Davacı, 119 ada 38 parsel sayılı taşınmazın maliki olduğunu, taşınmazın beyanlar hanesinde üç ayrı tarihli afete maruz bölge şerhi bulunduğunu ancak … Sulh Hukuk Mahkemesinin 2015/25 Değişik İş sayılı tespit kararında taşınmazın heyelan bölgesinde olmadığının tespit edildiğini belirterek bu şerhlerin kaldırılmasını talep ve dava etmiştir.
Davalı vekili, dava konusu taşınmazın afete maruz bölge sınırları içerisinde olduğu gerekçesiyle davanın reddini savunmuştur.
Mahkemece, davanın kabulüne karar verilmiştir.

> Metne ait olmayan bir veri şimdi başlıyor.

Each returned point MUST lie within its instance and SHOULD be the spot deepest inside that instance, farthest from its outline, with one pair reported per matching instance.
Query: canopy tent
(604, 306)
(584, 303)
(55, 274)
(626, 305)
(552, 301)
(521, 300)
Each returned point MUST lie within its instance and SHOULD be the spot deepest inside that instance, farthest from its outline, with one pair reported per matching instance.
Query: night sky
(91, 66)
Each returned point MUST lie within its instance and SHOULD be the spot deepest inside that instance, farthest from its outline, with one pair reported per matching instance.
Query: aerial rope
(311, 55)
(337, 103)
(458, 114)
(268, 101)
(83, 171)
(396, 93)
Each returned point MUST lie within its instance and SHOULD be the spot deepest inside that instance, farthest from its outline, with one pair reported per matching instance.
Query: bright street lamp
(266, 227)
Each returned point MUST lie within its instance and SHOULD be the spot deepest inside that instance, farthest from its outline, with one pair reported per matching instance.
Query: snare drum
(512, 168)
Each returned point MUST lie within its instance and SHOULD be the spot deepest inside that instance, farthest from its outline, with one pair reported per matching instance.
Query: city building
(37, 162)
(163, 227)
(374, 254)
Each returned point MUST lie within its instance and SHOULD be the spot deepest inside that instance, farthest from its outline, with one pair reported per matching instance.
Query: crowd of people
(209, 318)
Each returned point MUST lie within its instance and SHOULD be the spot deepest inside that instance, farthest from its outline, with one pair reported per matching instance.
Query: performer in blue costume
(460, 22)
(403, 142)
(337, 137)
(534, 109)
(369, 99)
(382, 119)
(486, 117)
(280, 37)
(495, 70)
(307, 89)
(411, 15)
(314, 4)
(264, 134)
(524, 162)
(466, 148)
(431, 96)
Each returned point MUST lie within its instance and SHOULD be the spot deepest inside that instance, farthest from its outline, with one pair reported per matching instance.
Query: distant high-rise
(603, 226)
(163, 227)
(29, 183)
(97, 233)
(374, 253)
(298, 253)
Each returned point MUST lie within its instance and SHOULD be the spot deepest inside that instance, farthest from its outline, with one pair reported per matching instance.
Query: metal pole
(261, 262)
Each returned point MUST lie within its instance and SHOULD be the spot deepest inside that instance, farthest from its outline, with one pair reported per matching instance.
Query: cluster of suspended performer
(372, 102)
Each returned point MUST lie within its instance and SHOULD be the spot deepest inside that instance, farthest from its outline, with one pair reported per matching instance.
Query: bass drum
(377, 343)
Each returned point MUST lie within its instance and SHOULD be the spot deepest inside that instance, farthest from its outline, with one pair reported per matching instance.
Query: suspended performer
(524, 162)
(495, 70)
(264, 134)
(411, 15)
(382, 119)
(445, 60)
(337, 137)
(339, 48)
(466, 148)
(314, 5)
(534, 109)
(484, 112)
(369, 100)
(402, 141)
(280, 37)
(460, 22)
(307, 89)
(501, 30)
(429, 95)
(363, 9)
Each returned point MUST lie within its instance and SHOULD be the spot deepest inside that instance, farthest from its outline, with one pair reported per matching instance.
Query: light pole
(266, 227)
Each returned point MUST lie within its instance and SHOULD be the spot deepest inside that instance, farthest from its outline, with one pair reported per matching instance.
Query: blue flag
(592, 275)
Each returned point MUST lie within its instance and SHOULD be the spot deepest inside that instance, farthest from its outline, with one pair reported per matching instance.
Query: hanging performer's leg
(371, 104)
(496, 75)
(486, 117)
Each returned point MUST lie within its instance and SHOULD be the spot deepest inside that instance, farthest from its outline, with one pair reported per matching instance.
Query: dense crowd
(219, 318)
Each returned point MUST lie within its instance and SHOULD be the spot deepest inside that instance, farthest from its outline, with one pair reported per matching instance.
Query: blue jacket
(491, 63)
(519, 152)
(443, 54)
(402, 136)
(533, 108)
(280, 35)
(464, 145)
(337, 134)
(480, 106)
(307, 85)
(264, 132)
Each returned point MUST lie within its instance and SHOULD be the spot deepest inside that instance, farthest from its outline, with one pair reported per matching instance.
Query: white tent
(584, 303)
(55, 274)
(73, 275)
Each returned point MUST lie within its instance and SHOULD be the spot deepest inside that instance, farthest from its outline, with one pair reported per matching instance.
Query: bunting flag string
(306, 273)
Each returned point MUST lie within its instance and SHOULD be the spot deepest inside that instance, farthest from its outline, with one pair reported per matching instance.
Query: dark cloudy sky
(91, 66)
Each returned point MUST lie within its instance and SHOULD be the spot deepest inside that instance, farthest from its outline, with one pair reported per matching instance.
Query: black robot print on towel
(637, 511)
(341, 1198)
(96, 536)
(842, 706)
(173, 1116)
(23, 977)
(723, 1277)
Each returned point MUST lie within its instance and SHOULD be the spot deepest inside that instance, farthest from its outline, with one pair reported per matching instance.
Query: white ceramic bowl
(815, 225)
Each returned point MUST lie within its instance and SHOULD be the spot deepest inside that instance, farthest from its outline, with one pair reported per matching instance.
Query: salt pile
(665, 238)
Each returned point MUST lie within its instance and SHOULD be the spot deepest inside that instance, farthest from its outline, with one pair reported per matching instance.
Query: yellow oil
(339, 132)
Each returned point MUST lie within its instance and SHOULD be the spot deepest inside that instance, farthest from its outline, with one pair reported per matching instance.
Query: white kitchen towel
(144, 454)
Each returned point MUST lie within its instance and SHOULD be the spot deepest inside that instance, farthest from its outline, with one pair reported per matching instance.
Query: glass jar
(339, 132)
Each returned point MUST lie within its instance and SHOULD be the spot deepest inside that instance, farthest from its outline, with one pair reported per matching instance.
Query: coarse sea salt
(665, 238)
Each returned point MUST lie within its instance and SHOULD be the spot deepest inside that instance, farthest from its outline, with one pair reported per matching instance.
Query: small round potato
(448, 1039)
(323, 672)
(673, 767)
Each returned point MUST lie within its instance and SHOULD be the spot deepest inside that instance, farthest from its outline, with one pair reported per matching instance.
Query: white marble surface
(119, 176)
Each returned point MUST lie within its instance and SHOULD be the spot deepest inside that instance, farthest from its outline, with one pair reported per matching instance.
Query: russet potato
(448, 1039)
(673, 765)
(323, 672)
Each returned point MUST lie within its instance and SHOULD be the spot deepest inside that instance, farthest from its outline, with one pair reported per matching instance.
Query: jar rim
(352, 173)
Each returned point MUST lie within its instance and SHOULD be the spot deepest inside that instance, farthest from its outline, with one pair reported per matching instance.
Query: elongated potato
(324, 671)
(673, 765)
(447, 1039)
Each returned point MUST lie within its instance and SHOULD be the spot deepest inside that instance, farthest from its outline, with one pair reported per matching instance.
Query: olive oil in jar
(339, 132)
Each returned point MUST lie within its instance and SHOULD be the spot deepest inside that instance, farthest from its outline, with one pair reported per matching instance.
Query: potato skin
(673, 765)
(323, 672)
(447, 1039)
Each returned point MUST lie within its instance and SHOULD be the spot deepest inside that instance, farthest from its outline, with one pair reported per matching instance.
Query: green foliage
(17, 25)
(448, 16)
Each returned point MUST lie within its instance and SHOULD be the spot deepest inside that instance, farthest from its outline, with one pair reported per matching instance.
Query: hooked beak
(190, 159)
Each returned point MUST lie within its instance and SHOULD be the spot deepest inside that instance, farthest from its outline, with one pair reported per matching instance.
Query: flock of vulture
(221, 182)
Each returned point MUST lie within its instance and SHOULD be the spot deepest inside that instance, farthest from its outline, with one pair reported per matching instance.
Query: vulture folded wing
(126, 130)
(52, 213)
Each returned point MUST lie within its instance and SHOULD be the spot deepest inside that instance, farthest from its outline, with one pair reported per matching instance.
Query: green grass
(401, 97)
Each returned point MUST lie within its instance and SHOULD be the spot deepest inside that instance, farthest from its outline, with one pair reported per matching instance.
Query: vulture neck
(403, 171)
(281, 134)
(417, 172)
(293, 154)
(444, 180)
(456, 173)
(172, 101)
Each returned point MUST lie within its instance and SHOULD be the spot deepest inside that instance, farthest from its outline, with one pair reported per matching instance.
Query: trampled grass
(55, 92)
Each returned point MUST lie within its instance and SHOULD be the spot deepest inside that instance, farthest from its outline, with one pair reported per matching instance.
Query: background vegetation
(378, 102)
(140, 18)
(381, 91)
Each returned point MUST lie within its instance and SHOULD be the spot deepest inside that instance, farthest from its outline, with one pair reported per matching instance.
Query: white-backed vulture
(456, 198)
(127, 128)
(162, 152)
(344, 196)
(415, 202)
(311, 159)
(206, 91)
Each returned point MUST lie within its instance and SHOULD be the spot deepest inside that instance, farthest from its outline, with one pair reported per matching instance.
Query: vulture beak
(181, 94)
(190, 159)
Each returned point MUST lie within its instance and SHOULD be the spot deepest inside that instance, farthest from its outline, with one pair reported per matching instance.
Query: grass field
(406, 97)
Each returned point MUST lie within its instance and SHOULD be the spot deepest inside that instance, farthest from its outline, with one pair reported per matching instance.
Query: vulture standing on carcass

Hükmü, davalı vekili temyiz etmiştir.
Tapu müdürlükleri, Türk Medeni Kanununun 997 ve devamı maddeleri uyarınca tapu sicilinin tutulması ve bu sicillerinin yasalara uygun oluşması konularında görevli ve sorumludur.
Şerhin terkinine ilişkin davaların şerh lehtarına husumet yöneltilerek açılması gerekmektedir.
Somut olayın incelenmesinde;
1-Tespit dosyasında 21.10.2015 havale tarihli jeoloji bilirkişi tarafından hazırlanan raporda, dava konusu parselin doğusunun dışbükey yamaç olduğu, incelenen alanı etkileyecek kayma, akma türü heyelan ve parsel içinde yer alan prefabrik yapılarda heyelana bağlı yarık ve çatlak oluşumu gözlemlenmediği belirtilmiştir. Mahkemece anılan bilirkişi raporu hükme esas alınarak davanın kabulüne; şerhlerin kaldırılmasına karar verilmiştir. Bu haliyle tesis edilen hüküm eksik inceleme ve araştırmaya dayalı olup mahkemece yerinde keşif yapılarak şerhin kaldırılması gerekip gerekmediğine ilişkin Yargıtay denetimine elverişli ayrıntılı ve gerekçeli rapor alınmak suretiyle sonucuna uygun bir hüküm kurulması gerekmektedir.
2-Öte yandan, Afet ve Acil Durum Yönetim Başkanlığı 15.07.2018 tarihinde yayımlanan 4 nolu Cumhurbaşkanlığı Kararnamesi ile İçişleri Bakanlığına bağlanmış olduğundan davalının husumet ehliyeti yoktur. Davanın İçişleri Bakanlığına yöneltilmesi gerekmektedir.
Belirtilen bu hususlar gözetilmeden eksik araştırma ve inceleme sonucunda yazılı şekilde hüküm kurulması doğru görülmemiş, kararın bozulması gerekmiştir.
SONUÇ: Yukarıda 1 ve 2 numaralı bentte açıklanan nedenlerle davalı vekilinin temyiz itirazlarının kabulü ile hükmün BOZULMASINA, peşin harcın istek halinde yatırana iadesine, kararın tebliğinden itibaren 15 gün içinde karar düzeltme yolu açık olmak üzere, 26.02.2019 tarihinde oybirliği ile karar verildi.